Second derivative of the delta function Is the second derivative of the delta 'function' even? My intuition tells me yes, and my calculation relies on delta''(-x) = delta''(x).
 A: The first objective of this answer is to provide an intuitional perspective, that I have found useful when working/teaching in image/signal processing to various audiences, some of them with very little mathematical background. I am aware that a theoretical approach (that I have taught as well) is at some distance from this "raw" presentation.

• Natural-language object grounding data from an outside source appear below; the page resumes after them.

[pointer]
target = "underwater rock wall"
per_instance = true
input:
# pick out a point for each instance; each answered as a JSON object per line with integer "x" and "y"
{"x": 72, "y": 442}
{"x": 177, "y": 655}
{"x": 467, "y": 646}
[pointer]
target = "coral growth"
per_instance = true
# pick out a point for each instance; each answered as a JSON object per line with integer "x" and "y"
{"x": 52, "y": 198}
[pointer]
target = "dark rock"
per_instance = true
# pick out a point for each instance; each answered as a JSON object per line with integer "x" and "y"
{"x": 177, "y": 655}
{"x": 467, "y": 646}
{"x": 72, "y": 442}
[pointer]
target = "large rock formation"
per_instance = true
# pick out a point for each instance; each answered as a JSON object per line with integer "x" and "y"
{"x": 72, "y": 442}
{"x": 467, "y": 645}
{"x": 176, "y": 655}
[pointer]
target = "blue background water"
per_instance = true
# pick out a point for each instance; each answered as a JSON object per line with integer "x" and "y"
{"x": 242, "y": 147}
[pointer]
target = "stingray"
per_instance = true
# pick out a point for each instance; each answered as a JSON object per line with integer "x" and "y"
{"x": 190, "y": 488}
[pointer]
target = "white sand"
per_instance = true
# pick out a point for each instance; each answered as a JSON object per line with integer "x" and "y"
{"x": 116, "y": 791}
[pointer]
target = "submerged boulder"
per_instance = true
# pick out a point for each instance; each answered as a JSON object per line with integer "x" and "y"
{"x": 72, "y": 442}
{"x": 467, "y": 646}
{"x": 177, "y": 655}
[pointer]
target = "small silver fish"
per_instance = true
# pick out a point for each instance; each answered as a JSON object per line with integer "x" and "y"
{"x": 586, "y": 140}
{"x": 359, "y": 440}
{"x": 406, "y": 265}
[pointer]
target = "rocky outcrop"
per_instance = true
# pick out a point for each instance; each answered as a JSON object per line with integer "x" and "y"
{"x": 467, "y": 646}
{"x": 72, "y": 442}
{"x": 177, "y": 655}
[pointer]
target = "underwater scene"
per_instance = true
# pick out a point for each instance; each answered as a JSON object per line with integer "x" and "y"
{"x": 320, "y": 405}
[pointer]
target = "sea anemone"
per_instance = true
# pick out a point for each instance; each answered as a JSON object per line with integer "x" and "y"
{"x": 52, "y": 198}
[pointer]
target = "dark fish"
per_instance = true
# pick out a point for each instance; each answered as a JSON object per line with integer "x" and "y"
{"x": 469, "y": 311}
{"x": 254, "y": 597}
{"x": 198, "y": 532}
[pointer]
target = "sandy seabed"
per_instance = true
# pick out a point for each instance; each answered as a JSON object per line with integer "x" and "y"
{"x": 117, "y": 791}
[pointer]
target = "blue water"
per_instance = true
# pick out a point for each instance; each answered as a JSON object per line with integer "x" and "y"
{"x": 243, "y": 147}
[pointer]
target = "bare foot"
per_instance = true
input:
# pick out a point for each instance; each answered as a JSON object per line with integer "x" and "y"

A fruitful way to consider (and sometimes to work on) $\delta$ distribution is as the limit of (gaussian density) functions $f_s(x)=\frac{1}{s \sqrt{2 \pi}}e^{-x^2/(2s^2)}$ when parameter $s \rightarrow 0$ (note that $s$ is the standard deviation). Thus $\delta'$ and $\delta''$ can be considered as resp. limit of functions $f'_s$ and $f''_s$ resp. 
In order to answer your question [see figure below] 

$f_s$ ($\color{green}{green \ curve}$) is even , $f'_s$ ($\color{red}{red \ curve}$) is odd and $f''_s$ ($\color{blue}{in \ blue}$) even. We assume that these "even" and "odd" properties are preserved when taking (distributional) limits.
These functions correspond to a same value of $s$, with a certain rescaling. The larger $s$, the closer to the $y$-axis are these curves. 
A last point: It is well known that $\delta'$ modelizes the "doublet" or dipole in physics (two particles with opposite charges "very close one to the other"). See (https://www.quora.com/What-is-the-physical-significance-of-a-unit-doublet-as-the-derivative-of-dirac-delta-function).
Sometimes, one finds in the literature that this derivation is assimilated to "DoG"s (Difference of Gaussians). Indeed there is a striking similarity of the curve of
$$\tag{0}y=g(x+1)-g(x-1) \ \ \text{with} \ \ g(x)=e^{-x^2/2}$$
(see below)

with the curve of $f'_s$ displayed above; in fact, convolution of a function $f$ by $\delta'$ amounts to take the first derivative. Its discrete counterpart is covolution with mask [1,-1], and this is equivalent to expression (1).
The discrete equivalent of the second derivative $f''$ is known to be equivalent to convolution with mask $[1,-2,1]$. If this mask is used simultaneously on the horizontal direction and on the vertical direction, one generates the so-called "laplacian mask":
$$\begin{array}{|r|r|r|}\hline 0&1&0\\ \hline 1&-4&1\\ \hline 0&1&0\\ \hline \end{array}$$
with many applications like this one (https://angeljohnsy.blogspot.com/2013/07/image-sharpening-using-second-order.html).